In his letter, Mandela declined Buthelezi’s request but in a manner that did not reflect poorly on the chief. He thanked Buthelezi for demanding the release of political prisoners, but said the timing for a visit was inopportune and urged him to meet with representatives of the ANC.
Eventually some of Mandela’s letters were published, along with excerpts from his diary, in a book titled “Conversations With Myself.” In one from July 1985, he tried to cheer up Archie Gumede, the UDF president, who was awaiting trial for treason. Gumede had also been charged with treason along with ANC leaders nearly 30 years earlier. In his letter, Mandela recounted how nine men had been condemned to death for treason by Queen Victoria, but after worldwide protests they were banished instead of executed. Eventually, Mandela reassured, one became prime minister of Australia, two became U.S. brigadier generals, and another became agriculture minister of Canada.

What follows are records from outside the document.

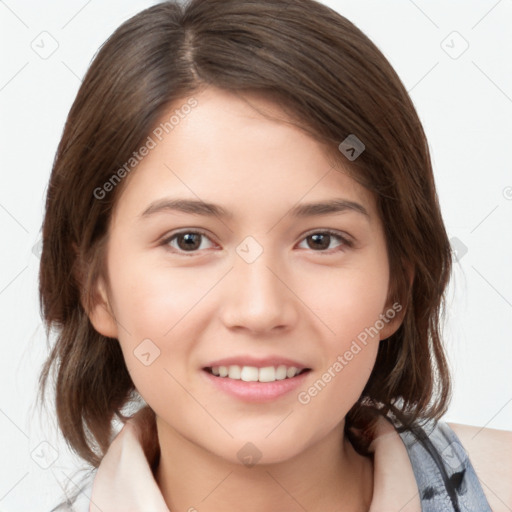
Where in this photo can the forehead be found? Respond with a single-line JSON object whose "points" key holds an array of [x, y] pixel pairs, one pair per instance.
{"points": [[226, 150]]}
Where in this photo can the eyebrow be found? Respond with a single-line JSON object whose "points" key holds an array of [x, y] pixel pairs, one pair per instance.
{"points": [[197, 207]]}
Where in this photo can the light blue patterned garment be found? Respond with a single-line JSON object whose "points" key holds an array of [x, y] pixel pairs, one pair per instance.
{"points": [[446, 479]]}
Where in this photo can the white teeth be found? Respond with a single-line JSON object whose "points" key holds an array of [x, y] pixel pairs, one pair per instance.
{"points": [[290, 372], [234, 372], [253, 374], [249, 374], [267, 374]]}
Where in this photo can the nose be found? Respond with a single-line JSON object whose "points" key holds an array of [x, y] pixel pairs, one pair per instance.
{"points": [[259, 297]]}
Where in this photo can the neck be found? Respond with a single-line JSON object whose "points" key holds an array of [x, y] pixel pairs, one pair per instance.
{"points": [[329, 475]]}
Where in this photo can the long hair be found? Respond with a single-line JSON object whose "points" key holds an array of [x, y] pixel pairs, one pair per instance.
{"points": [[334, 83]]}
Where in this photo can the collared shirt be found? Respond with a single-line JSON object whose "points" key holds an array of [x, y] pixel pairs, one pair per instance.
{"points": [[425, 470]]}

These letters didn’t always work magic. The letter to Buthelezi wasn’t enough to keep the chief from waging a bloody battle against his UDF and ANC-backed rivals. Only after Mandela’s release and considerable negotiations was he able to bring Buthelezi into the fold.
Still, the letters revealed Mandela as a master of the small gesture — a practice he continued as president, with real results. Among the Afrikaners most worried about a black-majority government, Mandela scored points by reaching out to the white captain of the Springboks rugby team and bringing the country together behind the overwhelmingly white squad. “He’s got such a common touch with people. He makes you feel at ease. He makes you feel important, and he takes time,” said Francois Pienaar, captain of the 1995 championship team. He recalled arriving in the changing room before the championship match and finding Mandela there “wearing a springbok on his heart. . . . I was so proud to be a South African.”

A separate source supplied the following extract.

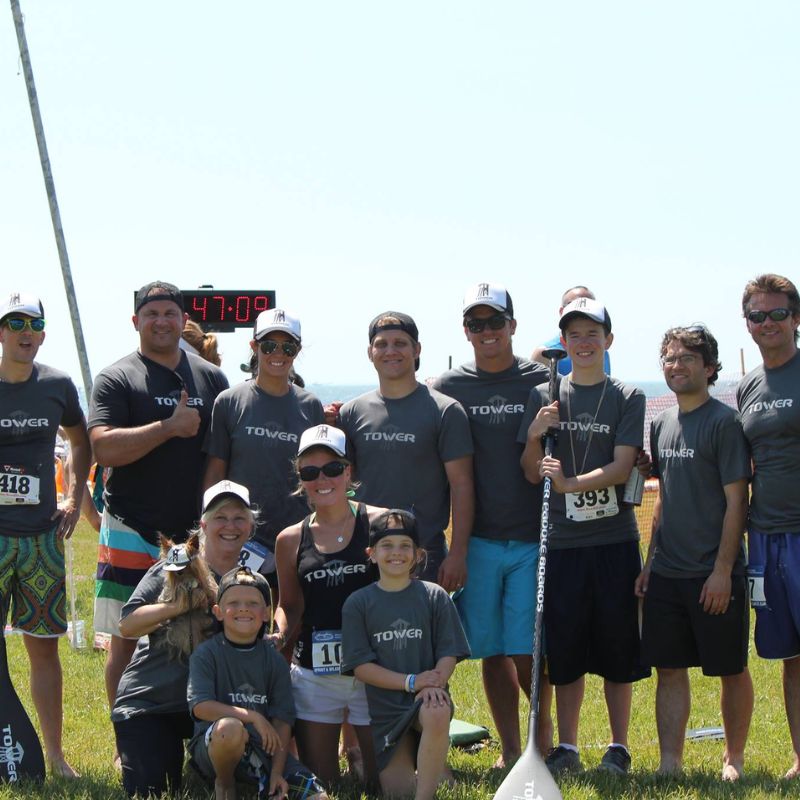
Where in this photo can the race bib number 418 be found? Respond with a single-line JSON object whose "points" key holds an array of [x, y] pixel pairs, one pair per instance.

Mandela fully grasped the importance of political pluralism. As president, he did not arrest his critics, and he embraced reconciliation — fulfilling the promise of his prison-era correspondence.

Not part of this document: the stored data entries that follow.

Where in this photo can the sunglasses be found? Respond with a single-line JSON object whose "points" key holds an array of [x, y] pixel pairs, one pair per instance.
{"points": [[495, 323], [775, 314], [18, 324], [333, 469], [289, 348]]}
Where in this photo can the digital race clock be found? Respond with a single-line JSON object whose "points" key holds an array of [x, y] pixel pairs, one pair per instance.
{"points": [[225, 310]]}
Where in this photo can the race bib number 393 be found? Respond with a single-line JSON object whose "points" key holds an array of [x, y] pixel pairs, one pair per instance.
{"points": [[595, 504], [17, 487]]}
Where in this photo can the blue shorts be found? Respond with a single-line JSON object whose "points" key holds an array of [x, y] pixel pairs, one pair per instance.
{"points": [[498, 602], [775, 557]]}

I finally met him in Washington in the early 1990s. I had been expelled by the apartheid-era government and was covering economic policy for The Washington Post. Mandela was on a global tour, and he told me I was welcome to come back.
Mandela mixes humility, dignity, authority and determination. In an April 1985 letter to Sheena Duncan, a white woman who led the anti-apartheid group Black Sash, he wrote: “The ideals we cherish, our fondest dreams and fervent hopes may not be realised in our lifetime. But that is besides the point. The knowledge that in your day you did your duty, and lived up to the expectations of your fellow men is in itself a rewarding experience and magnificent achievement.”
Once he’s gone, there will be no more letters or graceful gestures. Many South Africans are nervous that racial tensions will rise in a post-Mandela South Africa.
“True leadership — the sort of visionary leadership that Mandela is famed for — leaves a legacy that outlasts its originator’s mortal flesh,” Verashni Pillay, the deputy editor of the Mail & Guardian Online, wrote this past week. “It bequeaths an idea that can live on without him or her, an idea that will take root and flower despite the intense and sometimes ugly obstacles thrown at it. And reconciliation, that painstakingly tough, monumental but necessary project, is one that belongs to all of us now.”
Today, politics in South Africa remains competitive and mostly peaceful, and reconciliation is a touchstone. Seeing that endure would be the best tribute to Nelson Mandela — the man, the symbol, the imprisoned correspondent.